David Grossman
Saturday 6 June 2009
16:00
AUTHOR
DAVID GROSSMAN
Israel also has a “Big Three” when it comes to literature, and David Grossman (1954) is one of them (alongside Amos Oz and A.B. Yehoshua). He is known for, among others, Zie: liefde, Het zigzagkind, De stem van Tamar (filmed as Someone to Run With) and Haar lichaam weet het. Recently, his essays on literature and politics have attracted much attention. The collection, titled Writing in the Dark, includes Grossman’s famous 2006 speech, delivered at the commemoration of the assassination of former Prime Minister Rabin.

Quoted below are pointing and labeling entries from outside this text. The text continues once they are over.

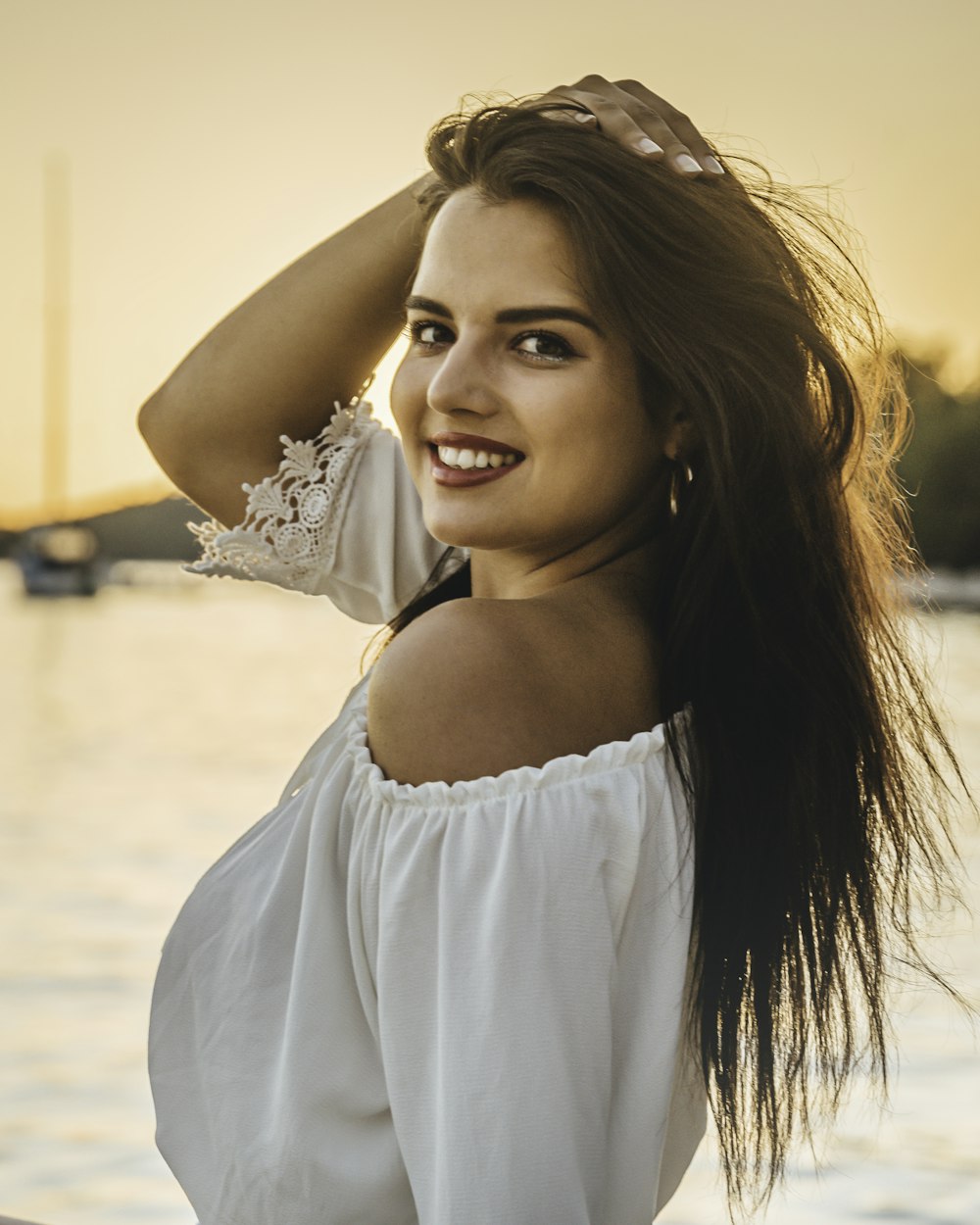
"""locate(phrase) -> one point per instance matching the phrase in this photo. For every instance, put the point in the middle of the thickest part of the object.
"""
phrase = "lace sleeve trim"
(293, 518)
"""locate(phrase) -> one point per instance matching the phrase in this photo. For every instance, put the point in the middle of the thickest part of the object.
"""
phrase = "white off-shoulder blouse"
(449, 1004)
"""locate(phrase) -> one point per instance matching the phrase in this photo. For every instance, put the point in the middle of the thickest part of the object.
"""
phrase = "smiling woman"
(631, 809)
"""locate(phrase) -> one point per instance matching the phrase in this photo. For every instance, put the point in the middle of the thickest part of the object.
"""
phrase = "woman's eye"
(425, 332)
(544, 346)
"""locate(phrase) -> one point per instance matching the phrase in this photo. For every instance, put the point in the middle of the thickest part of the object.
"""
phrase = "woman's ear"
(681, 436)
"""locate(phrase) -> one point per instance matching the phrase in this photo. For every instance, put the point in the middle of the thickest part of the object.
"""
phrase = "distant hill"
(157, 532)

In his new novel Een vrouw op de vlucht voor een bericht, he does not explicitly address the issues that so often make the headlines in Israel, but instead aims to make tangible what it means for individuals to live in a country like Israel—a country where everything one does takes place against the backdrop of “the situation”, and where a sense of conflict, fear and uncertainty is ever-present.

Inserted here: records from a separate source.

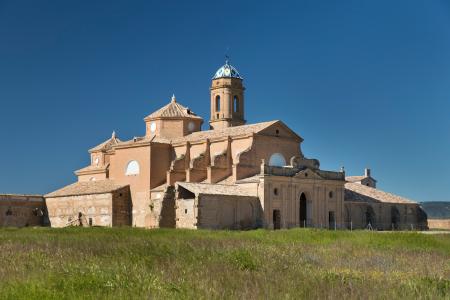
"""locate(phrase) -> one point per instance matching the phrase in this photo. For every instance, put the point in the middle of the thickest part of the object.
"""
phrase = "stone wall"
(283, 195)
(108, 209)
(384, 216)
(22, 210)
(439, 224)
(219, 212)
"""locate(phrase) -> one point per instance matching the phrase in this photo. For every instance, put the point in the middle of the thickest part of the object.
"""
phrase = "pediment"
(280, 129)
(307, 174)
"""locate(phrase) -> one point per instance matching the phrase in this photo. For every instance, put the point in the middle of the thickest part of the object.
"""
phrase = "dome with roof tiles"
(227, 71)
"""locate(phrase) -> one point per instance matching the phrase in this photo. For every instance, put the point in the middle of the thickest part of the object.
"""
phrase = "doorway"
(331, 220)
(276, 219)
(302, 212)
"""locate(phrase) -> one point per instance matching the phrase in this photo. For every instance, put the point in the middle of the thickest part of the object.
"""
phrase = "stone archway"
(276, 219)
(303, 211)
(395, 218)
(370, 217)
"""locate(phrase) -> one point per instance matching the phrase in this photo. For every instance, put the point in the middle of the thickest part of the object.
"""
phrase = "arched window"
(277, 160)
(217, 103)
(132, 168)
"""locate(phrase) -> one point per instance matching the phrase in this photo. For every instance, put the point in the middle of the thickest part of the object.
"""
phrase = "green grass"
(102, 263)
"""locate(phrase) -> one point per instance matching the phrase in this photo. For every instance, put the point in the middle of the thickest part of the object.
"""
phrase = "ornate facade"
(234, 175)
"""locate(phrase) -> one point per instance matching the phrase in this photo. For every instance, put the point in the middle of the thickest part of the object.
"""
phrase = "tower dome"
(227, 71)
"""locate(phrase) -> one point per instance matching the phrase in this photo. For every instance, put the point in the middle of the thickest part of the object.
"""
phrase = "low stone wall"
(22, 210)
(107, 209)
(439, 224)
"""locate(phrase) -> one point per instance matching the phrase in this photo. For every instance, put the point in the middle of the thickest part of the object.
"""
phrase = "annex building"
(233, 176)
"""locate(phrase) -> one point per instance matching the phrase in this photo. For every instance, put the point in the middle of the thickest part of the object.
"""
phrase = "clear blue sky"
(365, 83)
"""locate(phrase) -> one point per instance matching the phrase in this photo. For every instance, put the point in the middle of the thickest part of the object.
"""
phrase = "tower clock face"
(152, 126)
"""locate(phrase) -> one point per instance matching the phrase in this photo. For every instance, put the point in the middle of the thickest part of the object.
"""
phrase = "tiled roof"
(360, 193)
(354, 178)
(86, 188)
(92, 169)
(173, 110)
(107, 145)
(229, 131)
(144, 140)
(216, 189)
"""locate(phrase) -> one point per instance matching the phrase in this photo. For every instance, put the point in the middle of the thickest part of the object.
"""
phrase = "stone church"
(233, 176)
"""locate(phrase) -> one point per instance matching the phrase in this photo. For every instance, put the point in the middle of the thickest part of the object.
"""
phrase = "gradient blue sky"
(365, 83)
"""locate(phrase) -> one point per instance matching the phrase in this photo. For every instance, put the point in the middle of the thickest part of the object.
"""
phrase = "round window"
(132, 168)
(191, 126)
(152, 126)
(277, 160)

Een vrouw op de vlucht voor een bericht tells the story of a mother who sees her son go off to war and tries to protect him by thinking and talking about him as much as possible. She does so during a journey through Israel; she has left her home so as not to have to hear what is happening to her son.
This perspective results in an epic about the Israeli condition since 1967. The story is inspired by Grossman’s own experience; tragically, his son was killed while serving his military duty. The novel was largely finished by then, but, as Grossman writes in the afterword, “the echo chamber of reality in which the final version was created had changed more than ever before.”
Een vrouw op de vlucht voor een bericht is considered in Israel to be one of the most important books of the past decade. During BorderKitchen, David Grossman is interviewed about his novel by Marcel Möring.